Subject: Re: BUFFERCACHE, PR 1903
To: Chris G Demetriou <Chris_G_Demetriou@ux2.sp.cs.cmu.edu>
From: Andrew Gillham <gillhaa@ghost.whirlpool.com>
List: current-users
Date: 09/14/1996 00:42:24
Chris G Demetriou wrote:
> 
> My thoughts on the matter:
> 
> If you're tailoring a kernel to a specific system, and that's why you
> want to use "options BUFCACHE", why not just wire a certain number of
> buffers/pages via NBUF/BUFPAGES?  (how often does your memory size
> change?  since they're patchable, you don't have to build a new
> kernel, even...)

This is what I end up doing, though I had to do a bit of digging to
figure this out.  Then I needed to change NKPDE or the box would die.
This was all "not obvious" to the average joe.  Even figuring out
how to get RAM above 16MB (usually on EISA machines) accessible
wasn't obvious until the 'options EXTMEM_SIZE' feature.  So, I'm
basically just saying that NBUF/BUFPAGES is fine with me, but it
should be documented in the config files. (or _a_ config file)
The same goes for NMBCLUSTERS (and prolly a few others I don't know
about!)
What would be nice, is an 'ALL' (or LINT like FreeBSD?) kernel config
for _each_ arch that lists all possible options with comments.
(a lot like Jason did for sparc) 

> (In other words, i'm still not convinced that this should be an
> option at all, and that if it should be it's "good enough" as is.  8-)

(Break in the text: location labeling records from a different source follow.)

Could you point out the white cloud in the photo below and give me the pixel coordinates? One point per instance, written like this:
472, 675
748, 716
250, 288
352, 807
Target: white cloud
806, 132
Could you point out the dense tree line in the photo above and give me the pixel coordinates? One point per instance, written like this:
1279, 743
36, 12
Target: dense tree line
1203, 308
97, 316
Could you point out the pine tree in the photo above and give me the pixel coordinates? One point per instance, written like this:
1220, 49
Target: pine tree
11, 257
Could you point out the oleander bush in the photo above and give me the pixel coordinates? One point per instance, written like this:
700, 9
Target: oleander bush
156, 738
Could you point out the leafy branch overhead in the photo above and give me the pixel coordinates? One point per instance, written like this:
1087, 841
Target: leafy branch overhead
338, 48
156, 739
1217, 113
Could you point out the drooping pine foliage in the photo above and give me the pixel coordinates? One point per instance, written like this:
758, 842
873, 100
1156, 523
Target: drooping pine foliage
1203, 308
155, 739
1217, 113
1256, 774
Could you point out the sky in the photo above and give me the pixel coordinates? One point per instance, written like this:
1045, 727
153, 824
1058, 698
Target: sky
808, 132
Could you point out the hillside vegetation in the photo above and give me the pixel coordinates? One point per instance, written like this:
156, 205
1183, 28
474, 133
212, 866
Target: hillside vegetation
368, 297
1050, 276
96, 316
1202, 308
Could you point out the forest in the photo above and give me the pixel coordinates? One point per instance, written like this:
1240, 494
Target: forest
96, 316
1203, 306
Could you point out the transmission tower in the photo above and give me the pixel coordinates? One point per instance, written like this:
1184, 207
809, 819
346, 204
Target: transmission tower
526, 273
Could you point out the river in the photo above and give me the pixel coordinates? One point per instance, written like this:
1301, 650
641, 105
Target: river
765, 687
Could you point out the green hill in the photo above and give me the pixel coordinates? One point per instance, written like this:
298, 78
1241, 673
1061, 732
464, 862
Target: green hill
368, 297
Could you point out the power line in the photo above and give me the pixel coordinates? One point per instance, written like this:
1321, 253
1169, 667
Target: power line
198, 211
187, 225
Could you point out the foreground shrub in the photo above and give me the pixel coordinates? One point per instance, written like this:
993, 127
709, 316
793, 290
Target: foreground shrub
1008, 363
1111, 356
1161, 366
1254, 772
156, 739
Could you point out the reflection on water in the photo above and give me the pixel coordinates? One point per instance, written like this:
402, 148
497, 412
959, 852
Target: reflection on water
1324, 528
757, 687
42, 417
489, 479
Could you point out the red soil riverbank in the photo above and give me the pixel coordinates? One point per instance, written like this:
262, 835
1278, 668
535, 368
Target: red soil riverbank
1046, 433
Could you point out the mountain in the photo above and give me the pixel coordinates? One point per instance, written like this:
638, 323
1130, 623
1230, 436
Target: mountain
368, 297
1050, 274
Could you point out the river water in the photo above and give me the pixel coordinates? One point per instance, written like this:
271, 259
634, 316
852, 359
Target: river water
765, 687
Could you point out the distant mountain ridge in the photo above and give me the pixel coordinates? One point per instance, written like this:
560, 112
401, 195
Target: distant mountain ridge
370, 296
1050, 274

I agree, if we are adding BUFFERCACHE to implement something similar
to NBUF/BUFPAGES, it will need to be documented to be useful, so why
not just document NBUF/BUFPAGES?  On the other hand, hard-coding
the buffer cache can be real a pain when you pull out some RAM and don't
change the kernel!  (ouch! I've been there)  The ability for it to
dynamically resize (at boot) is a plus.  Perhaps when the NKPDE
problem is fixed, something more dynamic will be implemented.